Presiding over the roundtable that examined the entrepreneurship opportunities for women was May Babiker, UN Women Women´s Economic Empowerment Advisor, who began the session by citing Ministry of Economy statistics that revealed that Small Medium Enterprises (SMEs) employed 30 per cent of the UAE’s workforce. Included in the roundtable panel were Sadaffe Abid, CIRCLE Co-Founder; H.E Najla Al Midfa, Sheraa, UAE businesswoman; Shatha Al Hashimi, MBR Center For Government Innovation Director and Vivian Thabet, Care International (Egypt) Program Director for Women Rights Program.
“The UAE has risen seven places in global innovation rankings since 2014 and this can be attributed to all the initiatives and campaigns that were introduced as a result
of the UAE declaring 2015 as being the ‘Year of Innovation.’ One of the sectors in the National Innovation Strategy is space. It is important to note that the UAE’s national space programme is being headed by a 29-year-old Emirati woman,” said Shatha Al Hashimi.
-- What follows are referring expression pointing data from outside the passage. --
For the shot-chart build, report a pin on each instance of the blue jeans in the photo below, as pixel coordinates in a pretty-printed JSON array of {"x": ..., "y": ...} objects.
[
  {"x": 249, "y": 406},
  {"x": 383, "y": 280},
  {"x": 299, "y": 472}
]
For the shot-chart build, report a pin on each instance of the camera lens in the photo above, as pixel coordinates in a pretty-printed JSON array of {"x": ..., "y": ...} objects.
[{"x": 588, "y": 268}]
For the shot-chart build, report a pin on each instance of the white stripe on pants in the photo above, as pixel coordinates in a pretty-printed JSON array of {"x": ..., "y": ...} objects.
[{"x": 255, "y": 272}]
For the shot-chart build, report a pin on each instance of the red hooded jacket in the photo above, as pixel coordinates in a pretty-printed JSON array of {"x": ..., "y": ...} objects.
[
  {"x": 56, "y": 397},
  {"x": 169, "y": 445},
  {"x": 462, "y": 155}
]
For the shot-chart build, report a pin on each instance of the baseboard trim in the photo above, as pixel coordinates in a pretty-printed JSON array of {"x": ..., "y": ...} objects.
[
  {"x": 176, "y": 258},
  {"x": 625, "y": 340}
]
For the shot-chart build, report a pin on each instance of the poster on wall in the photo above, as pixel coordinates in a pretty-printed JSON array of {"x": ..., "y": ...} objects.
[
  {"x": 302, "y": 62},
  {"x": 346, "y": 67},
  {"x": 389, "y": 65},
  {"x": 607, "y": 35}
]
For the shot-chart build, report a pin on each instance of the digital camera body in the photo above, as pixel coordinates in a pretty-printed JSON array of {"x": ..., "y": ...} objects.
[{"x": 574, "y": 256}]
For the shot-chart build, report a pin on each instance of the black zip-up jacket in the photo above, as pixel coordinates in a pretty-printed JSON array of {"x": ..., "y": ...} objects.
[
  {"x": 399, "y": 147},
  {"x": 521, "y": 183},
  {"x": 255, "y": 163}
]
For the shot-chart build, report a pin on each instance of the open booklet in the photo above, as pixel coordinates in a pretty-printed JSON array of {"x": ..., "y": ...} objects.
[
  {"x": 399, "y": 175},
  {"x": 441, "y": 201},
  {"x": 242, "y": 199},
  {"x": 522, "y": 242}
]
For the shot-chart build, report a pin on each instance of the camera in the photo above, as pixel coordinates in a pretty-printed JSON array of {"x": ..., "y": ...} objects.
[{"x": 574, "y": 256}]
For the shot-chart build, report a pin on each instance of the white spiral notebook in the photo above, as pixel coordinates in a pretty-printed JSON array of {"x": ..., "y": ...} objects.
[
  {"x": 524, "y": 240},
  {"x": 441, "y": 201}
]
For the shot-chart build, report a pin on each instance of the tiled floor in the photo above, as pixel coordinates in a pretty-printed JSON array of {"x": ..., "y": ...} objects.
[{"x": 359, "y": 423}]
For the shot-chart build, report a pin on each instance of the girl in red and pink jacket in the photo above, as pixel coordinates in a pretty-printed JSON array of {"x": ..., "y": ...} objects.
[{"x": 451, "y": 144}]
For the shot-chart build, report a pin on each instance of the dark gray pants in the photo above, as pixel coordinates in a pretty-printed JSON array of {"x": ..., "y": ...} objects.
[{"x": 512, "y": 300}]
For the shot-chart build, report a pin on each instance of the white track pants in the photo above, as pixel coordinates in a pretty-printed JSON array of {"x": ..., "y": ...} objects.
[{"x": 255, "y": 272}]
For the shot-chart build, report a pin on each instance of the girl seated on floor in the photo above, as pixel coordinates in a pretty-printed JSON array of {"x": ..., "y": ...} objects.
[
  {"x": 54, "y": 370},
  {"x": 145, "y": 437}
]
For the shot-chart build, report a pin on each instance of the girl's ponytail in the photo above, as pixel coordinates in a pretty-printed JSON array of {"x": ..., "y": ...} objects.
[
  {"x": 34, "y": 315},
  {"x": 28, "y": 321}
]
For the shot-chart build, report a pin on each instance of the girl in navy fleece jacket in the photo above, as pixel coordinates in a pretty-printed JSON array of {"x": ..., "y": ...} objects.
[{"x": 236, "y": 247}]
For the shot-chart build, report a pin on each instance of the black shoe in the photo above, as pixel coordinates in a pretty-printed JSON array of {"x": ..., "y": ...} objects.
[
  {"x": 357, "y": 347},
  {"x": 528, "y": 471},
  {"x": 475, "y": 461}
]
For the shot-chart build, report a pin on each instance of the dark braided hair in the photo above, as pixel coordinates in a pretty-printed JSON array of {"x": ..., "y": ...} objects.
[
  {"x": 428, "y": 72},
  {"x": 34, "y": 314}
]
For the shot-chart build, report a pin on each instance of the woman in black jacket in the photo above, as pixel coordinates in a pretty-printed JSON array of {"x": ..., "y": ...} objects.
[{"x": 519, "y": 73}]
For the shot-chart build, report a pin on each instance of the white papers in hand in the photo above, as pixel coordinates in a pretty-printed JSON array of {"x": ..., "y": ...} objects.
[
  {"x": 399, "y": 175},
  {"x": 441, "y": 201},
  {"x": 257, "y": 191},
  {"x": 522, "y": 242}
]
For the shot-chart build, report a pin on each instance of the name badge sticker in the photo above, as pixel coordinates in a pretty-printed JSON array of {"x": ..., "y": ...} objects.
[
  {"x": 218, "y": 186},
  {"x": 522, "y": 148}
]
Finally, discussing women’s rights under Islam were Dr. Marwa Sharafeldin, Musawah Board Member; Dr. Gamal Serour, Al Azhar University Director of International Islamic Center for Population Studies and Research; Mehrinaz Elawady, ESCWA Centre for Women Director and Dr. Fadila Grine, OIC Director Of Family Affairs at the Department of Cultural, social and Family Issues. The panel moderator was Hind Alowais, Senior Advisor, UN Women.
Addressing the specific issue of women’s obedience to men in Islam, Dr. Marwa Sharafeldin said: “According to classical Islamic jurists, ‘the man maintains, the woman obeys.’ But this is a man-made equation, not a divine one. The concept of male guardianship is one that has been developed over the last 1,400 years, with subsequent jurists adding their own interpretations. Today this is no longer working, not only because it is leading to abuse against women but also because it is not possible for men to provide for all the women in his family in today’s economic climate. This old form of guardianship is as unfair on the man as it is the woman,” she said.
Investing in the Future was held under the patronage of His Highness Sheikh Dr. Sultan Bin Muhammad Al Qasimi, Member of the Supreme Council and Ruler of Sharjah and his wife, Her Highness Sheikha Jawaher Bint Mohammed Al Qasimi, Chairperson of The Big Heart Foundation and Chairperson of the NAMA Women Advancement Establishment. The two-day forum, which concluded on Thursday, brought together government officials, representatives of international and non-governmental organisations, advocates of gender equality, academics and a number of experts and media personalities from across the world.